Pour autant, elle n'a pas un goût particulier pour l'esthétique des années 20 et n'a pas cherché à en livrer une reconstitution minutieuse avec la cheffe costumière et décoratrice Yvett Rotscheid : "Nous n’en avions pas envie et nous n’en aurions pas eu les moyens. Ce sont les années 1920, oui, mais à notre goût, rêvées, imaginées depuis les années 2020. Nous avions envie de traces de notre présent dans le passé."
La Grande Magie est une adaptation très libre de la pièce d'Eduardo De Filippo. Le film en reprend la structure en trois actes, ainsi que certains personnages et certaines scènes, mais il s'en distingue aussi par les séquences musicales et les personnages féminins, à qui la réalisatrice a voulu donner "de la chair" : "J’ai longtemps étudié le texte de De Filippo puis j’ai eu besoin de m’en éloigner et de l’oublier pour m’approprier les personnages et leur histoire, tout en cherchant à rester fidèle à l’esprit de l’auteur."

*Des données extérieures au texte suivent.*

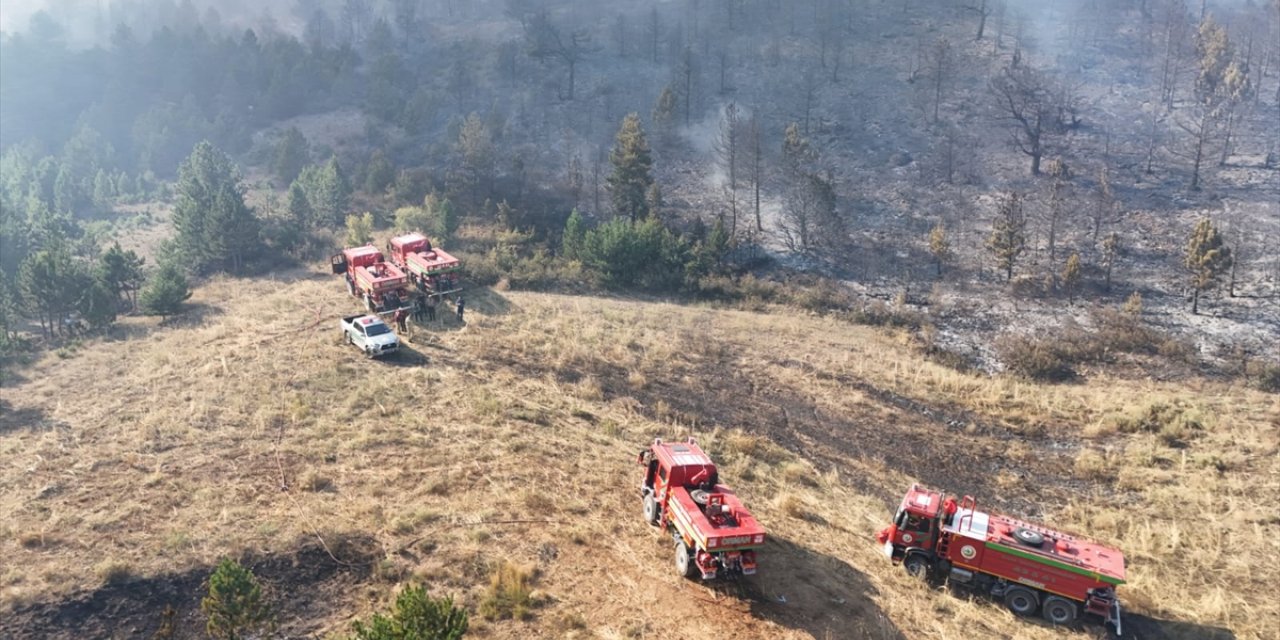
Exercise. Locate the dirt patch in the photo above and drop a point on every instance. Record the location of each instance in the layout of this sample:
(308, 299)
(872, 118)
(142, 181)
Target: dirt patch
(304, 584)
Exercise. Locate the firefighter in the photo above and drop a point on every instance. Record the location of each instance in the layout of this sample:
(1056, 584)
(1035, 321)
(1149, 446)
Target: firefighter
(420, 307)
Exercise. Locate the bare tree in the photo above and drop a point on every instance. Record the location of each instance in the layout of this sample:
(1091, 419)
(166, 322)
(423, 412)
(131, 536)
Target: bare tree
(547, 41)
(940, 59)
(653, 32)
(755, 173)
(728, 150)
(982, 9)
(1057, 205)
(1037, 108)
(1105, 204)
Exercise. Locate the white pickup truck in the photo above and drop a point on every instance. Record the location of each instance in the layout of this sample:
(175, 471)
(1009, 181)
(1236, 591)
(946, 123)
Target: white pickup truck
(371, 334)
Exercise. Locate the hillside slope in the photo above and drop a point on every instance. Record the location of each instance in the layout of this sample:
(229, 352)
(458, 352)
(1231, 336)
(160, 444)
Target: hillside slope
(246, 428)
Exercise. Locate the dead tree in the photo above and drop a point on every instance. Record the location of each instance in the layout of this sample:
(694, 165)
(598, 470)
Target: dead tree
(982, 9)
(1036, 106)
(547, 41)
(728, 150)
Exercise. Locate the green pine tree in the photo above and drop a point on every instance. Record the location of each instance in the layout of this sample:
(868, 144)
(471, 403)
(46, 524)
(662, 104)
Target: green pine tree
(120, 272)
(297, 209)
(292, 154)
(104, 191)
(416, 616)
(360, 229)
(575, 229)
(632, 170)
(214, 227)
(165, 291)
(1207, 259)
(234, 606)
(1072, 277)
(940, 247)
(1008, 237)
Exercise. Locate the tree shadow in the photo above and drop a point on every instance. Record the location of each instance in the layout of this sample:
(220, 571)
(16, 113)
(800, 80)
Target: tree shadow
(810, 592)
(1144, 627)
(302, 585)
(22, 417)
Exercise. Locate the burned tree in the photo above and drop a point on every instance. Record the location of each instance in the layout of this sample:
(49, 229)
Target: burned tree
(1008, 237)
(728, 151)
(547, 41)
(1037, 108)
(1207, 259)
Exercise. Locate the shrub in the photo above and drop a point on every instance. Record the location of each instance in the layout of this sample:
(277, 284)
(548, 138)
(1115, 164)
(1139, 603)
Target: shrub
(416, 616)
(510, 594)
(1269, 379)
(234, 604)
(1038, 360)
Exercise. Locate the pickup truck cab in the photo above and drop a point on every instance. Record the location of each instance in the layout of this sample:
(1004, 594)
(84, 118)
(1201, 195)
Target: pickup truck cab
(371, 334)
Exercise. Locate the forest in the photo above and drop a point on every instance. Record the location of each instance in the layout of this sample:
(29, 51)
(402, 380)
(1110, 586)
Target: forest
(904, 149)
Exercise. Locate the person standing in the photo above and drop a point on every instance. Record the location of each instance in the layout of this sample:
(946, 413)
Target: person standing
(401, 315)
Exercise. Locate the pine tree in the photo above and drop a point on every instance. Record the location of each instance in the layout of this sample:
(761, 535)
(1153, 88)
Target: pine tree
(1207, 259)
(379, 174)
(297, 209)
(1072, 277)
(664, 117)
(122, 273)
(1110, 254)
(97, 305)
(1008, 237)
(104, 191)
(417, 616)
(575, 229)
(940, 247)
(292, 154)
(447, 222)
(234, 606)
(632, 170)
(215, 228)
(360, 229)
(165, 291)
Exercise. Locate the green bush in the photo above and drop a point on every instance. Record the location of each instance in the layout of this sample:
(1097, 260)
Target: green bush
(1037, 360)
(234, 604)
(416, 616)
(644, 254)
(510, 594)
(1269, 379)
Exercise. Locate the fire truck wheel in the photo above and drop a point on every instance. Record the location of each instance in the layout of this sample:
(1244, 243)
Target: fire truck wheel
(650, 510)
(1028, 536)
(1059, 611)
(684, 560)
(917, 566)
(1020, 600)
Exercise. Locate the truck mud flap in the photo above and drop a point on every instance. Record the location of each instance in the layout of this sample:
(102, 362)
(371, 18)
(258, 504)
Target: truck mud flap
(1115, 617)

La Grande Magie comporte des séquences musicales chantées et dansées, enregistrées en son direct. "La comédie musicale est un genre que je place très haut", affirme Noémie Lvovsky. Mais elle considère son long-métrage comme "un film où ça chante et où ça danse", plutôt que comme une comédie musicale : "je n’ai pas fait appel à des chanteurs ni à des danseurs. J’ai préféré aller vers des actrices et des acteurs qui, pour la plupart, ne savaient ni danser, ni chanter. Des amateurs en matière de comédie musicale. Je trouve tellement beau et bouleversant de voir ces amateurs chanter et danser !"
La musique de La Grande Magie a été composée par le groupe de rock français Feu! Chatterton, qui a été impliqué dans le film dès son écriture, un an avant le tournage. Noémie Lvovsky revient sur cette collaboration : "Nous faisions des lectures à la table, jouant tous les personnages, puis Florence [Seyvos, la scénariste] et moi proposions une trame ou un texte, Feu! Chatterton composait, Arthur Teboul chantait en adaptant nos paroles à la musique, nous écoutions la maquette, je demandais des changements, un tempo plus rapide ou plus lent par exemple, Florence et moi retravaillions le texte, et nous faisions ainsi de nombreux allers retours, jusqu’aux répétitions avec les actrices et les acteurs [...]".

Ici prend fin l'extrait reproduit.